When parents feel “weird/crazy/bad” for not putting their children in to school, or for taking them out.

Yesterday I received an email from a mother who’s son is deeply unhappy at school, but who is being criticised and told she is a “bad mother” for not forcing her child to attend. A week or so ago I was chatting to a mum I hadn’t met before, in a playground, and home ed came up because there were home ed kids there. The mum said that she was stressed about how to support her 6 year old son because he was getting in trouble at school. The main reasons she gave was because he didn’t want to sit still all day, and had a good idea himself of what he wanted/needed to be doing. That was getting him into trouble because it’s not ok in school to choose how you use your time. Lets say the school wasn’t particularly interested in her son’s need to move or direct his own learning, and was more comfortable labelling him as disobedient/naughty, and insisting that she toe some kind of line to get him under control.

Now, I’m going to take the space of this blogpost to address something that I think is really inexcusable. It is when parents (or children) are left feeling like they are “weird/crazy/bad” by the people around them for questioning schooling.

I’d like to highlight that this is a feminist issue, because it is most often mothers who are experiencing this – they tend to be the ones closest to the coal face of children’s experience. They also have a long history of being diminished and labelled as ‘crazy’ when challenging authority and/or deviating from the norm/what is expected of them, and we need to collectively stop doing that because it is abusive, silencing and limiting to progress.

This is also a children’s rights issue, because children’s access to their rights at all times and in all places (including school) should be a primary concern to us all. The very nature of schooling as it currently exists is a direct obstacle to this, as are the attitudes and behaviour of some adults and even children who have internalised the marginalisation of children as normal, natural or necessary.

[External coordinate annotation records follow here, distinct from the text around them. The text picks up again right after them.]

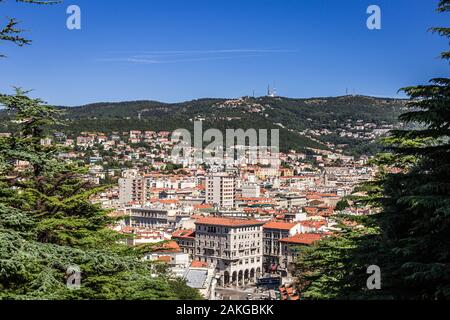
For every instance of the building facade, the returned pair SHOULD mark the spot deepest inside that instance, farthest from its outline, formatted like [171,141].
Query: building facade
[220,189]
[233,246]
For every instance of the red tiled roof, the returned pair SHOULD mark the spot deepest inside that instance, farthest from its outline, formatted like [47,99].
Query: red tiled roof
[279,225]
[169,246]
[303,238]
[228,222]
[199,264]
[183,234]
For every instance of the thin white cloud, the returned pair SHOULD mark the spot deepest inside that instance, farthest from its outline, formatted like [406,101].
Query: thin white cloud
[179,56]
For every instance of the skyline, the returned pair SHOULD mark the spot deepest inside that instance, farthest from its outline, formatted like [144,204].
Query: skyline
[198,50]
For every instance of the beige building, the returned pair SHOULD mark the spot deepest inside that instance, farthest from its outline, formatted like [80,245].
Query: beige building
[220,189]
[233,246]
[273,232]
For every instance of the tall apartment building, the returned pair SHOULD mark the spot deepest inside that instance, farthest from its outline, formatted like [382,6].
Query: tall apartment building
[220,189]
[131,189]
[233,246]
[273,232]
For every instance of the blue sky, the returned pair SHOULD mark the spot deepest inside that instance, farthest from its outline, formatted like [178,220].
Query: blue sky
[176,50]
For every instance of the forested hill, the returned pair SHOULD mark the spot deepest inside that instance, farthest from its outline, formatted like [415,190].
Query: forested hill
[316,122]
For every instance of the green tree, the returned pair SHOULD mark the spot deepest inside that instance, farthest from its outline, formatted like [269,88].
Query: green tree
[48,224]
[410,239]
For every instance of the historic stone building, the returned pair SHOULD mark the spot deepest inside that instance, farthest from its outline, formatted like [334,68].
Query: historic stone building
[233,246]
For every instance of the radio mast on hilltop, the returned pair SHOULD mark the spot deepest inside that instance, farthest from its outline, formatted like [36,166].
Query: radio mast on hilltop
[271,92]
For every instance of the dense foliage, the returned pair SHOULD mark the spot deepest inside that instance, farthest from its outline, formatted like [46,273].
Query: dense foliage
[410,239]
[48,225]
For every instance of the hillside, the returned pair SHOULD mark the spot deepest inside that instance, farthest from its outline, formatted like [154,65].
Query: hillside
[335,122]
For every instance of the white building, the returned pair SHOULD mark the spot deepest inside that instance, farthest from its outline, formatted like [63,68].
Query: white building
[220,189]
[233,246]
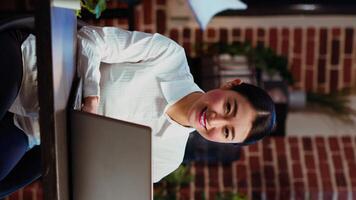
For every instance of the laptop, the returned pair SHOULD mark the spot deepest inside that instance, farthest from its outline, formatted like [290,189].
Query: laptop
[110,158]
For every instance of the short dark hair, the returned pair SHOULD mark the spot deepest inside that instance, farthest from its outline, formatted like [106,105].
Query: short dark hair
[265,119]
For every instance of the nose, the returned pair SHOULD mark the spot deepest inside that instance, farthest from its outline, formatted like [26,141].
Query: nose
[215,120]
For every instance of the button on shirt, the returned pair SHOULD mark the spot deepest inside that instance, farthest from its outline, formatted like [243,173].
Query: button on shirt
[137,77]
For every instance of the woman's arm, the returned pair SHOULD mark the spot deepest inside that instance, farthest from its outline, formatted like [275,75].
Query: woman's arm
[115,45]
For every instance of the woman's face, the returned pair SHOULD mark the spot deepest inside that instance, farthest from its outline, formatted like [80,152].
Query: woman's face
[222,115]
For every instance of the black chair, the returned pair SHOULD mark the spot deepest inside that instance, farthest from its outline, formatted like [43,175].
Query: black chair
[29,167]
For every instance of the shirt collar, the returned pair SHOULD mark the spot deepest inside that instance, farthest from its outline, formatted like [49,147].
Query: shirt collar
[173,91]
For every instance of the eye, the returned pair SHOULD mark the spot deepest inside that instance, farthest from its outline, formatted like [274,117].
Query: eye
[226,132]
[228,108]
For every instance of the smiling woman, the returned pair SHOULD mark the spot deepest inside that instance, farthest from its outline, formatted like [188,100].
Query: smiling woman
[235,113]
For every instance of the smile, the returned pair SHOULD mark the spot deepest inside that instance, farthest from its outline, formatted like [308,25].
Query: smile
[202,118]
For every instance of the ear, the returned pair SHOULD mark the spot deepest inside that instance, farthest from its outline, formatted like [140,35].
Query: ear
[231,84]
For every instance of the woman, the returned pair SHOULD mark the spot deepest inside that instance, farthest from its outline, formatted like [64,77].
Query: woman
[142,78]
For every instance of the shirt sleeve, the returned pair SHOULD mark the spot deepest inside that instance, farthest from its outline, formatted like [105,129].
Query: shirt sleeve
[115,45]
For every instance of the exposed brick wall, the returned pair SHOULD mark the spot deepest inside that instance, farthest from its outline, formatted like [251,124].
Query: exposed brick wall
[320,58]
[283,168]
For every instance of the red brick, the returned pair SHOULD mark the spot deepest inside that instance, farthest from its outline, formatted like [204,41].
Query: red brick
[256,179]
[314,194]
[161,21]
[309,80]
[321,70]
[312,180]
[122,5]
[335,52]
[285,47]
[347,70]
[223,35]
[310,53]
[285,33]
[328,195]
[282,163]
[352,170]
[212,193]
[295,153]
[349,33]
[236,32]
[161,2]
[242,155]
[14,196]
[271,194]
[342,195]
[211,33]
[185,193]
[311,33]
[256,194]
[309,161]
[284,180]
[319,141]
[340,179]
[227,176]
[299,186]
[109,22]
[327,185]
[124,22]
[337,161]
[336,32]
[249,35]
[241,172]
[147,11]
[269,172]
[253,147]
[267,154]
[260,32]
[349,154]
[213,176]
[346,140]
[174,35]
[307,144]
[323,41]
[322,154]
[273,39]
[199,194]
[270,183]
[266,142]
[296,69]
[334,80]
[254,163]
[325,170]
[297,40]
[280,145]
[186,33]
[297,170]
[241,184]
[293,141]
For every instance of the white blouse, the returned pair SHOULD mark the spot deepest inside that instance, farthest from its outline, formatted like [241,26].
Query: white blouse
[137,76]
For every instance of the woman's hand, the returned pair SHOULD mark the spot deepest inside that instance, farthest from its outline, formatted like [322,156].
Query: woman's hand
[91,104]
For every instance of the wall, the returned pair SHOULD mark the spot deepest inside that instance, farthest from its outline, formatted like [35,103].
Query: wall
[320,49]
[322,56]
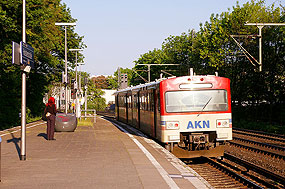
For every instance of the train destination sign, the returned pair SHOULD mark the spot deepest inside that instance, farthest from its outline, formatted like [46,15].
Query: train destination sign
[27,54]
[15,53]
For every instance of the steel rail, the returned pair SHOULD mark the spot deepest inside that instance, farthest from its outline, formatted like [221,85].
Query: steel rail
[255,168]
[259,136]
[260,132]
[261,143]
[234,174]
[259,150]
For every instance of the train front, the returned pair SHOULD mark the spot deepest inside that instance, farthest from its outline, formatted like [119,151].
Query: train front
[196,115]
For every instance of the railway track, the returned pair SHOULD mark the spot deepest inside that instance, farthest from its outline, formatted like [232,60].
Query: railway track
[233,172]
[260,134]
[277,154]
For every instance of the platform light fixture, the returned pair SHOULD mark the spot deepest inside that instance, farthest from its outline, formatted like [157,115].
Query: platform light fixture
[65,49]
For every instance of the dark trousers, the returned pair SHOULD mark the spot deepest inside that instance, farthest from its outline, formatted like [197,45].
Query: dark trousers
[50,126]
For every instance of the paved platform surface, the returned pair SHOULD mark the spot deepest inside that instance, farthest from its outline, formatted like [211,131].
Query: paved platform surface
[101,155]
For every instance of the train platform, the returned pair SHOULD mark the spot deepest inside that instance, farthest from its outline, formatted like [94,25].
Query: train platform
[99,155]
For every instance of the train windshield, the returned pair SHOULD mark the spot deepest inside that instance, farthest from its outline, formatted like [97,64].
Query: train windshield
[196,101]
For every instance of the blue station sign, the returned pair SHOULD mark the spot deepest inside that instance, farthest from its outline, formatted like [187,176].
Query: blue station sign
[27,54]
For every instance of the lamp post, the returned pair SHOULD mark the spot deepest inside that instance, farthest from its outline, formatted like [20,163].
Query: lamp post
[23,103]
[65,54]
[76,82]
[260,26]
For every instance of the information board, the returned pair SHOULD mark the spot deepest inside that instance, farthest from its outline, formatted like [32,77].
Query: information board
[27,54]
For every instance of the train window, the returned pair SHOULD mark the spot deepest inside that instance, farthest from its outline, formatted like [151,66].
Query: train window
[192,101]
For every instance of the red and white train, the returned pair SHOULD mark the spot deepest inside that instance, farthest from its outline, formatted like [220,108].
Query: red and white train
[191,115]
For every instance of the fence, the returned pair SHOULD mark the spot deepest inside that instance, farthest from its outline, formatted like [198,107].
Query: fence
[86,114]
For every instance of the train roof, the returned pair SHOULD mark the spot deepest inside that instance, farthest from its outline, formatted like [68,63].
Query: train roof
[153,83]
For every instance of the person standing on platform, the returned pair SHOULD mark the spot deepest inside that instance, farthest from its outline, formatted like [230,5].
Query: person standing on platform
[50,112]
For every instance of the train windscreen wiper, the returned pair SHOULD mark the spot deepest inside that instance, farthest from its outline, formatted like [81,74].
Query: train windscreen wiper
[205,106]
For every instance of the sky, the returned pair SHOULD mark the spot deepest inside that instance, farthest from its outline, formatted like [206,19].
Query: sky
[117,32]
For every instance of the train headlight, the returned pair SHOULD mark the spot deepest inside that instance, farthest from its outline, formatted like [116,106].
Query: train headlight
[172,125]
[223,123]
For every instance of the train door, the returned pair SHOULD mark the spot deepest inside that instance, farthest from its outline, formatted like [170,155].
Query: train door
[117,107]
[126,106]
[154,93]
[139,115]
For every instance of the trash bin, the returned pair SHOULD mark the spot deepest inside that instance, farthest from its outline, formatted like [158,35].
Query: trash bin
[65,122]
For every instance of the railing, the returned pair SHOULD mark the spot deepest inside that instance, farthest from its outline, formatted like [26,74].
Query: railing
[86,114]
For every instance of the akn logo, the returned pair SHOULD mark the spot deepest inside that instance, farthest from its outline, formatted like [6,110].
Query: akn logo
[198,124]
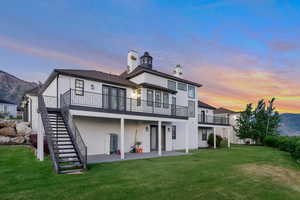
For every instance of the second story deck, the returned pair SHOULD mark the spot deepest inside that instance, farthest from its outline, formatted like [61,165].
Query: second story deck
[213,120]
[119,104]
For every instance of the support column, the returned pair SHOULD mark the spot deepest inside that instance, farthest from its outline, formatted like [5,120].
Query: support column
[40,140]
[122,139]
[186,138]
[229,139]
[215,139]
[159,138]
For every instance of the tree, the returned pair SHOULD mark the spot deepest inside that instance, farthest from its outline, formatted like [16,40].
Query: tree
[244,123]
[259,123]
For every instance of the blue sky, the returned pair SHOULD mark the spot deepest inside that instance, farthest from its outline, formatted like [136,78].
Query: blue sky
[240,50]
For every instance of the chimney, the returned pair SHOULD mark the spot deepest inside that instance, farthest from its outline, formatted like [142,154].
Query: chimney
[178,71]
[132,60]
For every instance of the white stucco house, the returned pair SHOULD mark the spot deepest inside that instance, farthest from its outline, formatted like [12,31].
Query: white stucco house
[89,113]
[8,108]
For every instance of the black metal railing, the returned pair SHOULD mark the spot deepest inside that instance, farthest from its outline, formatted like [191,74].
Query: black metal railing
[210,119]
[121,104]
[74,132]
[50,101]
[48,130]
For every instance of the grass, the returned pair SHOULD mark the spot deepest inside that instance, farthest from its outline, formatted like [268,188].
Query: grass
[241,173]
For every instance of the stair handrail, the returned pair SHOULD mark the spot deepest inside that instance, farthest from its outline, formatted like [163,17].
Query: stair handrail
[48,130]
[80,146]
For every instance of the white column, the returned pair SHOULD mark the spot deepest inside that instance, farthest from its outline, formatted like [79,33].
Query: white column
[40,140]
[228,136]
[159,138]
[186,137]
[215,139]
[122,139]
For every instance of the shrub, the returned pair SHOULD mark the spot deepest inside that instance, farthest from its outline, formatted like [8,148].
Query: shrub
[271,141]
[296,152]
[283,143]
[210,140]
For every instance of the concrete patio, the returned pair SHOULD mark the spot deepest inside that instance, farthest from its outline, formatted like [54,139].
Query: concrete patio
[102,158]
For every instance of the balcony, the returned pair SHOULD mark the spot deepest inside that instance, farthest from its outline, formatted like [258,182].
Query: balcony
[97,102]
[213,120]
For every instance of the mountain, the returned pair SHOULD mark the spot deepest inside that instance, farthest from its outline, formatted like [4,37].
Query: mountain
[12,88]
[290,124]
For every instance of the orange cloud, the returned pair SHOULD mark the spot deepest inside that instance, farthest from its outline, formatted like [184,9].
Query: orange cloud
[234,88]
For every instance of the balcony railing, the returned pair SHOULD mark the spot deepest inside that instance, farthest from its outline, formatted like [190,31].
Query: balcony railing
[119,104]
[209,119]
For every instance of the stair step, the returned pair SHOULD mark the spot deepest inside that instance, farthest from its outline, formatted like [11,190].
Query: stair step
[69,161]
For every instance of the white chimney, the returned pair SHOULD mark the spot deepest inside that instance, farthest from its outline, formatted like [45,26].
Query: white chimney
[178,71]
[132,60]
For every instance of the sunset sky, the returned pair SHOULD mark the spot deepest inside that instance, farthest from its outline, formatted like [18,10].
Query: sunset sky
[240,50]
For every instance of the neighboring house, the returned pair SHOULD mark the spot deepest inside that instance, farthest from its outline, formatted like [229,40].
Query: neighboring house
[8,108]
[88,113]
[211,123]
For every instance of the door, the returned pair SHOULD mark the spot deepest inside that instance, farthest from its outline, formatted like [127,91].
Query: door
[113,98]
[173,106]
[113,143]
[154,138]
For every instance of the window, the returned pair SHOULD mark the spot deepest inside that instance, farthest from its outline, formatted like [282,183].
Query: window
[92,87]
[182,86]
[157,99]
[138,99]
[191,108]
[166,100]
[204,134]
[79,87]
[172,85]
[149,97]
[173,132]
[192,92]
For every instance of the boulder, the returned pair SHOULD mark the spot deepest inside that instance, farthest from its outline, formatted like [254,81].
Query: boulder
[23,129]
[4,140]
[18,140]
[8,131]
[4,124]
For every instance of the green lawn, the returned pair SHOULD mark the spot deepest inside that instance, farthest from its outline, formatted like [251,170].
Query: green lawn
[241,173]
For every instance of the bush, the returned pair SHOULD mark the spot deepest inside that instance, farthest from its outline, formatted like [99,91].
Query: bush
[271,141]
[210,140]
[296,152]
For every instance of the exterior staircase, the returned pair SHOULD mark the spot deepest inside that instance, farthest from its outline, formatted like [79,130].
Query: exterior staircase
[64,148]
[67,149]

Who have also learned that conformity and obeying the system of schooling is more important than questioning whether it is a healthy space or best serving children’s needs, individuality and growth.

So, back to the main point, of parents feeling “weird/crazy/bad” for challenging schooling.

A survey of young people published earlier this year by Barnados, identified SCHOOL as being their most cited cause of stress: “By the age of 16, stress at school was a worry for 83% of children.”

There seems to be a cumulative negative effect of schooling on children, peaking at the end but starting in the primary school years. I would suggest that in actually starts in the preschool years (and continues to impact and influence throughout adulthood), and that children themselves underestimate it’s full impact because they have adapted to and accepted various aspects of schooling that is damaging to their sense of self and personal agency.

The diminishing mental health of children is a symptom of a dysfunctional system and environment of schooling. Let’s highlight here that schooling, and education, are not one and the same.

As a parent, if someone said to you: “You can send your child to school, but by the time they are 16 there is an 83% chance that it will be negatively affecting their mental health”, what would you say? “Oh yes please where do I sign them up?” Or would you ask what you other options were?

It is deeply uncomfortable to start interrogating and addressing the full problematic extent of schooling, seeing as almost all families in our society use schools, parents love and want what is best for their children, and teachers enter schools with a passion for education, not wanting to negatively impact the children in their care.

It is uncomfortable, but it is absolutely critical that we do it.

Parents and children that question the system, or make the decision to do something other than school, are deserving of recognition and support, not undermining or black sheeping. As a society we need to be questioning schooling and working on alternatives, so that things can change positively now and in the future for children and society as a whole.